To date, ALS has produced a number of Fact Sheets which are posted on our website, while others are in production.
WE HAVE A COUPLE OF AIMS
The Talking Fact Sheet project aims to inspire young Aboriginal people to develop skills in new media technologies and to use the web to source and upload legal rights information that speak to their own lives.
At the same time, the project aims to increase accessibility to legal and human rights information for Aboriginal men, women and children in Aboriginal communities and households across NSW.
The Talking Fact Sheet project also addresses our aim of developing and implementing sustainable, prevention-based initiatives through the production of accessible, educative, informative and entertaining films that reach a broad range of Aboriginal people and meet their early legal information needs.
HOW WE'RE DOING IT
It is very much a collaboration between local Aboriginal community groups and key facilitators (field officers), with the intention of creating a dynamic bridge between legal rights information, a person’s legal rights and responsibilities, local communities, and Aboriginal people and communities.
The Talking Fact Sheet project is training key Aboriginal ALS field officers in basic video production, using local resources available (eg.

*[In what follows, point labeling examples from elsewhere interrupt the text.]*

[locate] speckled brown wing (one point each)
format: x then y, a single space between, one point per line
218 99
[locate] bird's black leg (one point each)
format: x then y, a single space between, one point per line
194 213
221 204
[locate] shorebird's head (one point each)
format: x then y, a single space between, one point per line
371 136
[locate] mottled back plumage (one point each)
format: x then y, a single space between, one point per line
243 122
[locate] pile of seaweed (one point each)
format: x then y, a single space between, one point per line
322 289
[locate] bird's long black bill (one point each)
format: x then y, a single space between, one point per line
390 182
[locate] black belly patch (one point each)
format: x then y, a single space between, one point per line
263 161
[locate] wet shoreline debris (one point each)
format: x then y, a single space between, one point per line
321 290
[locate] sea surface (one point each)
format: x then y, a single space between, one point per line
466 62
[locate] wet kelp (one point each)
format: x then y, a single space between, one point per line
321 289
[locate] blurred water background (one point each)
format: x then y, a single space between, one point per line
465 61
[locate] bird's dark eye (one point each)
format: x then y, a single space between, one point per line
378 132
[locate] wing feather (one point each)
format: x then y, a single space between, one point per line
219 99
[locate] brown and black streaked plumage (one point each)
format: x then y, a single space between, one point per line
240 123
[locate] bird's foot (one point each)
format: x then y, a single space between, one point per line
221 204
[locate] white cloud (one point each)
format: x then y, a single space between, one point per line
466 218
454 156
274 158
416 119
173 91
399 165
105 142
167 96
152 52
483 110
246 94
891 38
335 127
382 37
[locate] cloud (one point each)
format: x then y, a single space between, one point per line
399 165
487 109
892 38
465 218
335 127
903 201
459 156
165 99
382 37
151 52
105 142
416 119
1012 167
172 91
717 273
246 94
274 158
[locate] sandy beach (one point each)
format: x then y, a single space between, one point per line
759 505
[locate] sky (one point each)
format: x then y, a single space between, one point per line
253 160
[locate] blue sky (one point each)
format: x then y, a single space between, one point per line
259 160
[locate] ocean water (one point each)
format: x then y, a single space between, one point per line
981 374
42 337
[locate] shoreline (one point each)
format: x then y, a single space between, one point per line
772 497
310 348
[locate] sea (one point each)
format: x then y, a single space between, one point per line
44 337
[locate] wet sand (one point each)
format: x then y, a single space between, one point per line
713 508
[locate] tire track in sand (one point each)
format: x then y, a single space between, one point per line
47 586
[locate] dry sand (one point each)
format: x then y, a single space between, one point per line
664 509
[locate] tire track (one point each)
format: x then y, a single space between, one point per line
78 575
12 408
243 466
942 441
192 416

Handycams, mobile phones with video cameras, cameras) who are in turn training other Aboriginal staff members and targeted members of the community in the same set of skills.
Working with Aboriginal community groups and ALS field officers as facilitators, the project encourages sensible and accurate discussion about legal rights issues in a community setting.
The films produced reflect real-life legal scenarios that Aboriginal people face in their local communities.
IDEALLY WE HOPE
By producing moving images, the Talking Fact Sheet project is tapping into the power of visual storytelling, the huge potential created by making filmmaking accessible to all, and the advent of social networking tools.
The Talking Fact Sheet project promotes ‘accelerated crowd learning’ and provides a platform for social change.